Too isolate specific text bounded by defined markers within multiple PDF documents, we can utilize the PyPDF2 library. The following script defines a function that scens each page of a given document, locates the start and end markers, and retrieves the content sandwiched between them.

import PyPDF2
from pathlib import Path

def isolate_document_content(doc_path, marker_start, marker_end):
    accumulated_content = []
    with open(doc_path, 'rb') as binary_file:
        reader = PyPDF2.PdfReader(binary_file)
        for sheet in reader.pages:
            raw_text = sheet.extract_text()
            pos_start = raw_text.find(marker_start)
            pos_end = raw_text.find(marker_end)
            
            if pos_start != -1 and pos_end != -1 and pos_start < pos_end:
                isolated_segment = raw_text[pos_start + len(marker_start):pos_end]
                accumulated_content.append(isolated_segment)
                
    return "".join(accumulated_content)

target_docs = ['report1.pdf', 'report2.pdf']
start_marker = "Introduction"
end_marker = "Conclusion"

for doc in target_docs:
    if Path(doc).exists():
        segment = isolate_document_content(doc, start_marker, end_marker)
        print(segment)

Code Logic Breakdown

The process begins by opening the target PDF in binary read mode ('rb'), which is required for parsing the binary structure of PDF files. The with context manager guarantees that the file handle is released properly after processing.
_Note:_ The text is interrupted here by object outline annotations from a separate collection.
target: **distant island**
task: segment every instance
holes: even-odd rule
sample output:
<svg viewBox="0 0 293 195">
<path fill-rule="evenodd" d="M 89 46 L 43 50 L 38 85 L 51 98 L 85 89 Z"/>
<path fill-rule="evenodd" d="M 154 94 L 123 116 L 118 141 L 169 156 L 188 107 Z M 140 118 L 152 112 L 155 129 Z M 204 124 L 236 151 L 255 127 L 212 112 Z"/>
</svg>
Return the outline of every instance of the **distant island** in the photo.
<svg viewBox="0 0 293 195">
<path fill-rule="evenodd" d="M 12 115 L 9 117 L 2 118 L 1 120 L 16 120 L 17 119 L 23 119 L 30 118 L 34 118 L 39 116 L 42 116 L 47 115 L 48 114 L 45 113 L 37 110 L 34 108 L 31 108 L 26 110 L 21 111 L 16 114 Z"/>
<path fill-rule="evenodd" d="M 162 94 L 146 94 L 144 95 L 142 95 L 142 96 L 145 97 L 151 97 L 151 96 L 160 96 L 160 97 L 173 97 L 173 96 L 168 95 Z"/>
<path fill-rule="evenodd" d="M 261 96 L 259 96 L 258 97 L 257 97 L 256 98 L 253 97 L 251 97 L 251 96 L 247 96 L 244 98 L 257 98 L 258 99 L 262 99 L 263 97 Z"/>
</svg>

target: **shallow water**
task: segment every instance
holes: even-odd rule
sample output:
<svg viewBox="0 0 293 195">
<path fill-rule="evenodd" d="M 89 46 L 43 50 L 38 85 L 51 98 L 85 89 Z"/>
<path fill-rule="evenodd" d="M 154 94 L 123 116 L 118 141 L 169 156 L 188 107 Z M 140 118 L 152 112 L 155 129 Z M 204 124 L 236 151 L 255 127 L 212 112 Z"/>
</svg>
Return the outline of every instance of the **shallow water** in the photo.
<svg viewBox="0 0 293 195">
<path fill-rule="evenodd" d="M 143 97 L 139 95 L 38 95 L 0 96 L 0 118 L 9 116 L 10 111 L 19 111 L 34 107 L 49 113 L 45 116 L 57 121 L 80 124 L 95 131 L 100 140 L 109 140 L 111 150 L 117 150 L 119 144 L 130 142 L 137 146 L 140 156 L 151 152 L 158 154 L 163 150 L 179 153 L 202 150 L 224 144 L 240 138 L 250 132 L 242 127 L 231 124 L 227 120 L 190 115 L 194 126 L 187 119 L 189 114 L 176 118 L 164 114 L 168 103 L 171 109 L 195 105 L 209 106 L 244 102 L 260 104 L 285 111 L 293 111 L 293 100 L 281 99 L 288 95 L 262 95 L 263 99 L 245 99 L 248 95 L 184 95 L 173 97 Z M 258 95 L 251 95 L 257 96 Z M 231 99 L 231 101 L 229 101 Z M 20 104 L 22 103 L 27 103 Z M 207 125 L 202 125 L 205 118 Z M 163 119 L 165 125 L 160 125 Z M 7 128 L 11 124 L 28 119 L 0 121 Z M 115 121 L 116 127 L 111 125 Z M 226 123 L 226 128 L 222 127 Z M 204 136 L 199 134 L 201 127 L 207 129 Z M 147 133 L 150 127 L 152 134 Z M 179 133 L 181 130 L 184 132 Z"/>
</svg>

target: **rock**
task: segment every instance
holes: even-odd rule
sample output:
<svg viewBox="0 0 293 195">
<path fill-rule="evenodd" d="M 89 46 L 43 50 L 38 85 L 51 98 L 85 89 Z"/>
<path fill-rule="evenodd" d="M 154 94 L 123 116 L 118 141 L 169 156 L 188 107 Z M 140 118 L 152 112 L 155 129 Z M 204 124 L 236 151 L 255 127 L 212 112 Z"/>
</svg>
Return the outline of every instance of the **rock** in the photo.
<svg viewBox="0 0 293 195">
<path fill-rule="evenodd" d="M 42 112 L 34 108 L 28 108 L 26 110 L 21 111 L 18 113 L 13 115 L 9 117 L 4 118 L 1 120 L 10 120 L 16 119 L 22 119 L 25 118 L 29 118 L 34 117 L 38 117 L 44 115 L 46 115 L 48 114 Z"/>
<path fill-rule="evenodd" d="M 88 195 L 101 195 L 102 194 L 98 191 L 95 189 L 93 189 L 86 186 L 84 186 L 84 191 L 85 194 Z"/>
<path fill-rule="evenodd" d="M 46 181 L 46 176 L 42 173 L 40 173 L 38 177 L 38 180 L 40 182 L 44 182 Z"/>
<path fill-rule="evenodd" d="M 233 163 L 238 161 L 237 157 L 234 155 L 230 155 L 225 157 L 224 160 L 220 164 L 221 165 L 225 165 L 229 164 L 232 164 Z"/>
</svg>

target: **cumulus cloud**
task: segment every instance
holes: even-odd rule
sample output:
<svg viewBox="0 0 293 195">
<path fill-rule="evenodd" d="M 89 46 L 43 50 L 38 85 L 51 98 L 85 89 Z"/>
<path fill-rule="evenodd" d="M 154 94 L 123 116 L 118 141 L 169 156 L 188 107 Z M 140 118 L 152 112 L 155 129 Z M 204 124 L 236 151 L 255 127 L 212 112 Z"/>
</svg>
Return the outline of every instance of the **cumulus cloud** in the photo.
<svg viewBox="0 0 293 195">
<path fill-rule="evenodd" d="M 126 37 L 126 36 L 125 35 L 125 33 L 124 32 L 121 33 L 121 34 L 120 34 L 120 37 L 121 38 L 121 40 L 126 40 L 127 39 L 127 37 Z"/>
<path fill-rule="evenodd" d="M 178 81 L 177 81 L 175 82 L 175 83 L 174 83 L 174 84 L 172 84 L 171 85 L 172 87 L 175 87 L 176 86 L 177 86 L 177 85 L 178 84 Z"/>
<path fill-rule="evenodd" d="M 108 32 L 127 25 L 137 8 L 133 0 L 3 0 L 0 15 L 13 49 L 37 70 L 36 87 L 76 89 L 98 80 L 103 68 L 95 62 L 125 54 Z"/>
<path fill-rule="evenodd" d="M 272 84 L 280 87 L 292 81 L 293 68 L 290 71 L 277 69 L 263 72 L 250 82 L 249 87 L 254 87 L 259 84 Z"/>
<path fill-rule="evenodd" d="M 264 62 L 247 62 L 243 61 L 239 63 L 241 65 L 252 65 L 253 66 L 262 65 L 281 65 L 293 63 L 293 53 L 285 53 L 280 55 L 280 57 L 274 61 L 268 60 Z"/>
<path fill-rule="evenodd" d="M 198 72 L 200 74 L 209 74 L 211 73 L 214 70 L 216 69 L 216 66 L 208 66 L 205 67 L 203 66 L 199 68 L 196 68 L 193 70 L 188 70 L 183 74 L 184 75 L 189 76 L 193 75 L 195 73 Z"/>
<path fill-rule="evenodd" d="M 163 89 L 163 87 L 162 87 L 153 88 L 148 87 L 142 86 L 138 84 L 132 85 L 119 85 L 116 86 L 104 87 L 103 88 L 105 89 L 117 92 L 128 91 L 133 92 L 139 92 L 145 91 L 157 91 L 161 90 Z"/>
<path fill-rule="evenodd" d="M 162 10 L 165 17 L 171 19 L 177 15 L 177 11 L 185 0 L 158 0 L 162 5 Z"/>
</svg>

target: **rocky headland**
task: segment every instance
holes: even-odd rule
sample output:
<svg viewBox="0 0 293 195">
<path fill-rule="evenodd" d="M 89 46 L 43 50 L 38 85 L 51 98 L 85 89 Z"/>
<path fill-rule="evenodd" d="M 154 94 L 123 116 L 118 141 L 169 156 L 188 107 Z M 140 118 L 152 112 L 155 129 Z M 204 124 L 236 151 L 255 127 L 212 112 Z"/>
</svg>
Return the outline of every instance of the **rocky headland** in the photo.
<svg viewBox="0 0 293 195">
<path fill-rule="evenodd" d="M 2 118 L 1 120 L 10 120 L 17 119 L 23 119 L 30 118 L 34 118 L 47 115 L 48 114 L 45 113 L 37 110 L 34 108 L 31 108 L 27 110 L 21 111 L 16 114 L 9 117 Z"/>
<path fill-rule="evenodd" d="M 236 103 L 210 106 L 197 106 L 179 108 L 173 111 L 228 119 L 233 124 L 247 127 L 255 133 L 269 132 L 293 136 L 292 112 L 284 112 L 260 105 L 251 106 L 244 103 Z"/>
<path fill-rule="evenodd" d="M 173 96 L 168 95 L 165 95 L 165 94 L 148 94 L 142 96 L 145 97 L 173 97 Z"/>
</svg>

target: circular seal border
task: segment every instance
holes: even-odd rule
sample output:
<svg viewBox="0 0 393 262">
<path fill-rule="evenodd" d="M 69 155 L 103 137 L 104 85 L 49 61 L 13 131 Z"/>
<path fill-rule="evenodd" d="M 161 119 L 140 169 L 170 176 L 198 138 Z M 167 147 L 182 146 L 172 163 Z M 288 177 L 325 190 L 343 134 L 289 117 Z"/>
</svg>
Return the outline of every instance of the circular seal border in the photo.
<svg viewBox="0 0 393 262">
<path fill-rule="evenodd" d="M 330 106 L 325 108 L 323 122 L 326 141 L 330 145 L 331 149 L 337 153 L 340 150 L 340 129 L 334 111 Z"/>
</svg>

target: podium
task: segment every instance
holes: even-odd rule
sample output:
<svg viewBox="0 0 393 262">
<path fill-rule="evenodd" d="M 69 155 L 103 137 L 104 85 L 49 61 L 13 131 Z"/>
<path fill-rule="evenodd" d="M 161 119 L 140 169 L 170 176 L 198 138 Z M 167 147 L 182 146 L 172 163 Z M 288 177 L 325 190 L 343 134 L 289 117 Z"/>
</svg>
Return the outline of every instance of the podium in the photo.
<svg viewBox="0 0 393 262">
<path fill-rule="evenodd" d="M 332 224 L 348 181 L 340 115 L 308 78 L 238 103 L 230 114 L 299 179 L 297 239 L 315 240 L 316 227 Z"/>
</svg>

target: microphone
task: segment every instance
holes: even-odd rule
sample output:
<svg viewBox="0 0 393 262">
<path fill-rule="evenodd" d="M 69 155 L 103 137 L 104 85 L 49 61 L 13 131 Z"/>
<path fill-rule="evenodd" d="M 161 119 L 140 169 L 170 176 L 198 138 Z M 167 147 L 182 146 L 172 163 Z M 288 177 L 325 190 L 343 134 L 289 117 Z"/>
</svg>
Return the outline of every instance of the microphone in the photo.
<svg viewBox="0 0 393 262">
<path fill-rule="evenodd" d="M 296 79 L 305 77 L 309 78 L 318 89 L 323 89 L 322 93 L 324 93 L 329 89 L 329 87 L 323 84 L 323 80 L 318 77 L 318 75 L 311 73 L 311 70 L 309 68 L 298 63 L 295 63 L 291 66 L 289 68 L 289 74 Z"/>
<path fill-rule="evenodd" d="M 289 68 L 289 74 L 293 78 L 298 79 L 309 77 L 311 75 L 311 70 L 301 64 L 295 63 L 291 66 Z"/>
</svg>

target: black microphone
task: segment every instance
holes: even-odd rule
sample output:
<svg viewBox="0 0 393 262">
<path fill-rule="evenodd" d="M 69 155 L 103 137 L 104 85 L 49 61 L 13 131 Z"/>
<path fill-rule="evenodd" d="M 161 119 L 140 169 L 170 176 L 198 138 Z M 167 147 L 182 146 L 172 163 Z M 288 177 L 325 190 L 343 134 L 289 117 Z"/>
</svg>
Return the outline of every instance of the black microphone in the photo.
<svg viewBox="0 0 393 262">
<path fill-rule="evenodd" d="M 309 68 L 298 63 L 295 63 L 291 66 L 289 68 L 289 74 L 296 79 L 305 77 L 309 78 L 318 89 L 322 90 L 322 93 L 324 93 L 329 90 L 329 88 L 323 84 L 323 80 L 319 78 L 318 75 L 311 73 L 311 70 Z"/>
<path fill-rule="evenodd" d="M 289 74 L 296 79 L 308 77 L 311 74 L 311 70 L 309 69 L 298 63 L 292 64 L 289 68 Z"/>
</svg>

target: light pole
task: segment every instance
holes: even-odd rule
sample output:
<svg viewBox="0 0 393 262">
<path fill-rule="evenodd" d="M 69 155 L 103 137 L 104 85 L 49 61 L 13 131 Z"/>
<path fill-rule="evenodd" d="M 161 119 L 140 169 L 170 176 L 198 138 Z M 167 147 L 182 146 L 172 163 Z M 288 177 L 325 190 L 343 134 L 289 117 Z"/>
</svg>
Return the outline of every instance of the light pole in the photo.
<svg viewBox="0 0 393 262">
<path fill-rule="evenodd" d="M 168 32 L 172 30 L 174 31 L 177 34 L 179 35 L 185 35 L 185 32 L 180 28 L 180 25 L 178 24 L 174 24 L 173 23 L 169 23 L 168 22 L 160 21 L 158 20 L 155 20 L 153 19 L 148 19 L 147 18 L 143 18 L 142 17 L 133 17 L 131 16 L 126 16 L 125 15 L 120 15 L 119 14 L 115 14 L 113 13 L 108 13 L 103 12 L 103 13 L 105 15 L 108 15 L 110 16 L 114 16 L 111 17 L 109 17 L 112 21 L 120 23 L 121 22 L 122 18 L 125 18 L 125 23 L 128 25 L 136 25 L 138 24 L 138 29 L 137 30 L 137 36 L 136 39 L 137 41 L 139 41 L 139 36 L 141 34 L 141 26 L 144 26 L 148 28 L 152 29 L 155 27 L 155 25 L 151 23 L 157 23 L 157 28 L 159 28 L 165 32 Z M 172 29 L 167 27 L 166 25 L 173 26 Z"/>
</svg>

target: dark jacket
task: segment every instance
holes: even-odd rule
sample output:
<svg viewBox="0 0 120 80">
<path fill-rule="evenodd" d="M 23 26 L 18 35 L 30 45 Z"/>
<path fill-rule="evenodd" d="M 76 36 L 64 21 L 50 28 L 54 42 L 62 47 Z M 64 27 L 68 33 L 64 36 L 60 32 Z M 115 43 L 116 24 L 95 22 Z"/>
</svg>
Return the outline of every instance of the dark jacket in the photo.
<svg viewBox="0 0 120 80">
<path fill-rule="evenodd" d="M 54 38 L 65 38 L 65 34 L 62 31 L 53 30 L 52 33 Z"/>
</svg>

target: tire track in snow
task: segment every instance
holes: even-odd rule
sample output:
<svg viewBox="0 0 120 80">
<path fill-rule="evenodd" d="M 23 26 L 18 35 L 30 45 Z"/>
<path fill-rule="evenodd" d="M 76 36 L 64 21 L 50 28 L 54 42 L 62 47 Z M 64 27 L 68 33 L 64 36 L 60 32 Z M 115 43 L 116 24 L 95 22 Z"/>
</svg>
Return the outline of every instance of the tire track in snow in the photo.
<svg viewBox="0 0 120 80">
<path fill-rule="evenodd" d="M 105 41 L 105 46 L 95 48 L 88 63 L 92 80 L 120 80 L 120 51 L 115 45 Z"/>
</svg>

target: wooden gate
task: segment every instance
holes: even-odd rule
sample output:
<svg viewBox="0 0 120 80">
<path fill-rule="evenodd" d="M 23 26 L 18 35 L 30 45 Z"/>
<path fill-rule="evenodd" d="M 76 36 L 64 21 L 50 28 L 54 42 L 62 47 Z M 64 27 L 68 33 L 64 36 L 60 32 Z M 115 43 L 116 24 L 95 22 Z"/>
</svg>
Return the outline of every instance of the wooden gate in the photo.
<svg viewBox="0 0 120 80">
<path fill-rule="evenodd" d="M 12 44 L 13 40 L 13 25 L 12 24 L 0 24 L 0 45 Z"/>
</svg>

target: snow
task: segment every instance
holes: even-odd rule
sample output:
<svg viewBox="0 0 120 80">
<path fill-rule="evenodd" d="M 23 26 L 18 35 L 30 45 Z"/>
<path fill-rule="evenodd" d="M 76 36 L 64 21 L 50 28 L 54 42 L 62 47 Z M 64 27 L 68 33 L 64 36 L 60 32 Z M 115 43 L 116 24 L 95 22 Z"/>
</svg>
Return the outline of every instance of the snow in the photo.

An instance of PyPDF2.PdfReader is initialized to parse the document. We then iterate through the reader.pages collection. For each sheet, the extract_text() method converts the page layout into a raw string.

String slicing is performed by calculating the index positions of the boundary markers using the find() method. If both markers exist on the same page and the start position precedes the end position, the substring between them is extracted. This substring is adjusted to exclude the start marker itself by offsetting the start index with its own length.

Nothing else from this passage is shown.